La sufrida historia de Austin Watson

Austin Watson, jugador de Peterborough, equipo de la OHL, seleccionado en la primera ronda en el número 18 por Nashville Predators. Austin es el  mayor de siete hermanos y una hermana en una familia que ha visto su recompensa a tantos años de sacrificio en su primogénito jugando en la NHL a partir de octubre.

Los Watson son siete hermanos y una hermana, aunque la madre está esperando el décimo para el próximo mes. Recuerdan a Con Ocho Basta o La Tribu de los Brady, todos allí sentados en el Staples Center, vestidos a juego, esperando que su hermano mayor saliera elegido en primera ronda del draft lo antes posible.
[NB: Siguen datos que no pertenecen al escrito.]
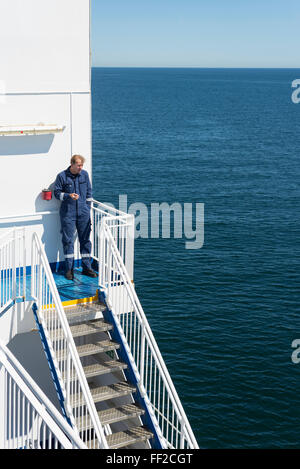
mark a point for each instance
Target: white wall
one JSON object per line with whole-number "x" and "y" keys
{"x": 44, "y": 78}
{"x": 45, "y": 45}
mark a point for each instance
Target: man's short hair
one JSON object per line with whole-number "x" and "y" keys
{"x": 77, "y": 157}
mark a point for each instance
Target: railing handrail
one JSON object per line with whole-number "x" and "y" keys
{"x": 119, "y": 213}
{"x": 149, "y": 336}
{"x": 70, "y": 340}
{"x": 57, "y": 424}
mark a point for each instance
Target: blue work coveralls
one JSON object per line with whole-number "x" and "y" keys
{"x": 75, "y": 215}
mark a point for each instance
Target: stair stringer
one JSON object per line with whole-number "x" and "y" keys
{"x": 148, "y": 419}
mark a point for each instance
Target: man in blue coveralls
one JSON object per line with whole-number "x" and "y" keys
{"x": 73, "y": 188}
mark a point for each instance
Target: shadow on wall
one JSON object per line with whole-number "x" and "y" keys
{"x": 25, "y": 145}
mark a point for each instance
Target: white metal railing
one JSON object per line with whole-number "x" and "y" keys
{"x": 12, "y": 267}
{"x": 79, "y": 405}
{"x": 121, "y": 225}
{"x": 29, "y": 419}
{"x": 154, "y": 379}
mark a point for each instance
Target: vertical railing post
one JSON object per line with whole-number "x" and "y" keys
{"x": 14, "y": 282}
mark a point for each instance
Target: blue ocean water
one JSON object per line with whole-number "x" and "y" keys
{"x": 224, "y": 316}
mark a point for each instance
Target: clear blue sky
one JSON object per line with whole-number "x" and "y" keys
{"x": 196, "y": 33}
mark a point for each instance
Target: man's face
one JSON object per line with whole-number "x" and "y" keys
{"x": 77, "y": 166}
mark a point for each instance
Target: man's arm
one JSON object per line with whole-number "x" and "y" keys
{"x": 89, "y": 194}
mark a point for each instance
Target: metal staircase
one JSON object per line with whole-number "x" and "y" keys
{"x": 112, "y": 383}
{"x": 111, "y": 392}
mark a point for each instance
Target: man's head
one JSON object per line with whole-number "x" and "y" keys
{"x": 77, "y": 162}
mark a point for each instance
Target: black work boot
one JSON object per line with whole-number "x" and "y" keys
{"x": 89, "y": 273}
{"x": 69, "y": 274}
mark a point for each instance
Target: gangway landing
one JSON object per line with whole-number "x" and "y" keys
{"x": 112, "y": 391}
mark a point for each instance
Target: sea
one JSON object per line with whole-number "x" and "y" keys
{"x": 226, "y": 315}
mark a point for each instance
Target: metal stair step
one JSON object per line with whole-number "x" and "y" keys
{"x": 109, "y": 416}
{"x": 103, "y": 393}
{"x": 78, "y": 330}
{"x": 80, "y": 312}
{"x": 128, "y": 437}
{"x": 91, "y": 349}
{"x": 83, "y": 309}
{"x": 102, "y": 368}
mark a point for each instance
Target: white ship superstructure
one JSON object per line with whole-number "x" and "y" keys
{"x": 79, "y": 366}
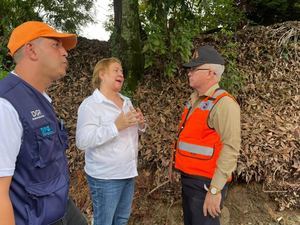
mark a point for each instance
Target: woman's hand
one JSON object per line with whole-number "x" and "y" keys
{"x": 126, "y": 120}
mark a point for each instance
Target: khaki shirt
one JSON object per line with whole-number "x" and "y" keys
{"x": 225, "y": 119}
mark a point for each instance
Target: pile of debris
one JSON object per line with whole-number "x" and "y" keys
{"x": 268, "y": 58}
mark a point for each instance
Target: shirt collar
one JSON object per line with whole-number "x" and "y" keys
{"x": 211, "y": 90}
{"x": 101, "y": 98}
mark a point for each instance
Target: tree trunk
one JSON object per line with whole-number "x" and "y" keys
{"x": 126, "y": 41}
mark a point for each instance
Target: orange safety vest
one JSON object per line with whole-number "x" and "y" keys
{"x": 198, "y": 146}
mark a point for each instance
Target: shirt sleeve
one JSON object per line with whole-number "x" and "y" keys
{"x": 225, "y": 119}
{"x": 90, "y": 132}
{"x": 11, "y": 131}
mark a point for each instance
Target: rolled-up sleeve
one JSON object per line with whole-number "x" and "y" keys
{"x": 225, "y": 119}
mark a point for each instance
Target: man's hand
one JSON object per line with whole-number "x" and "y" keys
{"x": 126, "y": 120}
{"x": 212, "y": 204}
Pero detrás de esta anécdota, hay una historia de sacrificio de una familia que estaba prácticamente en la calle cuando Austin tenía 12 años.

Con problemas financieros en su Michigan natal, se mudaron a Florida. Allí el padre, Mike, encontró un trabajo en ventas mientras su hijo ya patinaba por las pistas de Michigan, donde se quedó con sus abuelos, estudiando en un colegio católico. “Aquello fue una decisión mía“, reconoce el cabeza de familia. Sus padres tomaron esa determinación no porque creían que acabaría en la NHL, sino porque siguiera jugando en alta competición y con sus amigos, a pesar de tener lejos a su familia, como reconocieron en una entrevista antes del draft.

Con la familia a más de 3.000 kilómetros, Austin siempre se comportó como un jugador con una personalidad muy madura como reconocen sus entrenadores. Él reconoce que nadie de su entorno le ha guiado para llegar a la NHL ni ha sentido la típica presión parental, quería estudiar, y esos compromisos educativos le llevaron a caer a segunda ronda del draft de la OHL. Allí empezó a jugar con Windsor Spitfire, un equipo de Ontario, Canadá, y aquel movimiento tenía como protagonista los problemas financieros de su familia. Con los Spitfires ya tuvo un significante papel en el equipo el año pasado.

Llegó 2010, el año de Austin. Primero fue traspasado de Windsor a Peterborough donde en diez partidos acumuló 20 puntos, después llegó el sueño del draft. Una recompensa para una familia con dos calendarios, el de los eventos deportivos para ir a ver al hermano mayor y el de las tareas de casa. Todo ello lo hacen diez miembros, once el próximo julio, hermanos y hermana desde los 18 años hasta los 19 meses.